About Candace Barbot

For over 25-plus years in the industry, Candace has held virtually every
visual role: newspaper staff photojournalist, photo editor, new media trainer, multimedia producer, cinematography freelancer, long-form documentary director. Candace covered small-town Florida politics and global crises. She has filed breaking news from disaster scenes and spent years following a single character for a film.

Candace began her career as a Miami Herald staff photojournalist, where she was a key member of news teams that won Pulitzer Prizes in 1993 for coverage of Hurricane Andrew and in 1998 for coverage of the devastating floods in Grand Forks, North Dakota.

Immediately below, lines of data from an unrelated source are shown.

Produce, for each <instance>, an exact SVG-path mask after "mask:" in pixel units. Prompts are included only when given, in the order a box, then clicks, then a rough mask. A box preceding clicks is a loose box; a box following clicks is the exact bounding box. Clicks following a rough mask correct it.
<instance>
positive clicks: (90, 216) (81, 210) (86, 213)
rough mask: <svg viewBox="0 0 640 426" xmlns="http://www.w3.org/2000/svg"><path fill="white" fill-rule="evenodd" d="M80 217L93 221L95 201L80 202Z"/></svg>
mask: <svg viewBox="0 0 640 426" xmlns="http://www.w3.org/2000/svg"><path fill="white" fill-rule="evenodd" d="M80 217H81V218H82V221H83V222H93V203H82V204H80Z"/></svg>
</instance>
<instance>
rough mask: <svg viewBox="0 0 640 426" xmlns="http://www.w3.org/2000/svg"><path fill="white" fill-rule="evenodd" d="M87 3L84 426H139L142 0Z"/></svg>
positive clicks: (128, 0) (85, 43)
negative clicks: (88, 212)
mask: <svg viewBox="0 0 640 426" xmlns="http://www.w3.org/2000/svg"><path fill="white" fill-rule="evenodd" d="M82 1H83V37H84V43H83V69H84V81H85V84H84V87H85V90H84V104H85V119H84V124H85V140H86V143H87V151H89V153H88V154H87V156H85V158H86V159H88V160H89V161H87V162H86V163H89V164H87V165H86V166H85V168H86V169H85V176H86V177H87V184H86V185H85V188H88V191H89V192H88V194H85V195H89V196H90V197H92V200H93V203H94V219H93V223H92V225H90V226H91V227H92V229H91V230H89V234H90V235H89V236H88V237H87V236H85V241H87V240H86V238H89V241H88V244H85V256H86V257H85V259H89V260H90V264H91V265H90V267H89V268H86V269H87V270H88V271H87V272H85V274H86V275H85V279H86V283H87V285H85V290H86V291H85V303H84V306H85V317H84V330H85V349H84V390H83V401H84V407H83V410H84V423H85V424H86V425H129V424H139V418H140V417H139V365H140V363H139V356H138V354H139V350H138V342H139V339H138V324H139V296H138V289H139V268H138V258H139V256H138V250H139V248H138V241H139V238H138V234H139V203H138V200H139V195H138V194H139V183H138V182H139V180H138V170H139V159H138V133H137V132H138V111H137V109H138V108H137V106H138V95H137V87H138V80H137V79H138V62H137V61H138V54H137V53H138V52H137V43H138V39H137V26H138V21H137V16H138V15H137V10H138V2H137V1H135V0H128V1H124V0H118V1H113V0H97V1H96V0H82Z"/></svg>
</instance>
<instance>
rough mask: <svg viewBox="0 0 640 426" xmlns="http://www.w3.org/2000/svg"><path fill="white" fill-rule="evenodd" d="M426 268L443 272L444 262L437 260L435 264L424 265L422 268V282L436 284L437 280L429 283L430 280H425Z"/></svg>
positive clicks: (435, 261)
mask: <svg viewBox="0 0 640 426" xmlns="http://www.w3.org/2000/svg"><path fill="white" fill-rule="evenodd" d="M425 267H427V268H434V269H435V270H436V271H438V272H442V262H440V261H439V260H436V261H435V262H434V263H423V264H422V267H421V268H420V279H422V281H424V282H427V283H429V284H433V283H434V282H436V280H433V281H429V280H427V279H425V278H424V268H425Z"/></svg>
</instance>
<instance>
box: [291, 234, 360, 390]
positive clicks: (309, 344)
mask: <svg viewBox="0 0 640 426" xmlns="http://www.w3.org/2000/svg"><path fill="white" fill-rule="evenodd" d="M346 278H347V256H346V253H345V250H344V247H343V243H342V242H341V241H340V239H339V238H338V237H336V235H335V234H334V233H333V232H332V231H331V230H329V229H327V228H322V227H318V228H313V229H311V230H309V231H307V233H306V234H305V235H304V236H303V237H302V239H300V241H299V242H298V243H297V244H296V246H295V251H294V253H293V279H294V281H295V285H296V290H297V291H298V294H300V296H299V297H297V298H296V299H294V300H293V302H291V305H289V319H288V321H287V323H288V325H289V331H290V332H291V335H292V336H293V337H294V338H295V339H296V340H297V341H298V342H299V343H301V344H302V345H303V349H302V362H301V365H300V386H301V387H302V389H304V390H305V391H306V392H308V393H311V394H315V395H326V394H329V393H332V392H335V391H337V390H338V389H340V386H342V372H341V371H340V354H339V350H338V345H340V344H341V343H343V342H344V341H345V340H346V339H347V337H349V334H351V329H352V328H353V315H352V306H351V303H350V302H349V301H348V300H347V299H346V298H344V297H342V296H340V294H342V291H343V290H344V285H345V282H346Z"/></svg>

In 2000, Candace’s most deeply personal photographic project, a look at the poverty and violence ravaging Miami’s Liberty City, was a finalist for the Pulitzer Prize in Feature Photography.

As the Herald evolved into a digital newsroom, Candace embraced emerging technologies and the convergence of media. As one of four founding members of the Herald’s Visual Journalism Department, she helped pioneer the creation of new storytelling models for the newspaper’s online audience. Later, she took on the role of lead trainer for reporters, editors and photographers who were transitioning from traditional print methods to digital storytelling.

Driven by a desire to diversify her skill set and expand into more thoughtful, less deadline-driven storytelling, Candace left the Herald in 2009 to focus on long-form documentary filmmaking. After graduating with top honors from the School of Visual Arts MFA Social Documentary Film program, Candace began working with accomplished producers in New York. In addition to working for others, she filmed and produced her first feature-length documentary, “Detroit Dog City,” which premiered at the 2015 FREEP Film Festival in Detroit and screened at other festivals within the U.S.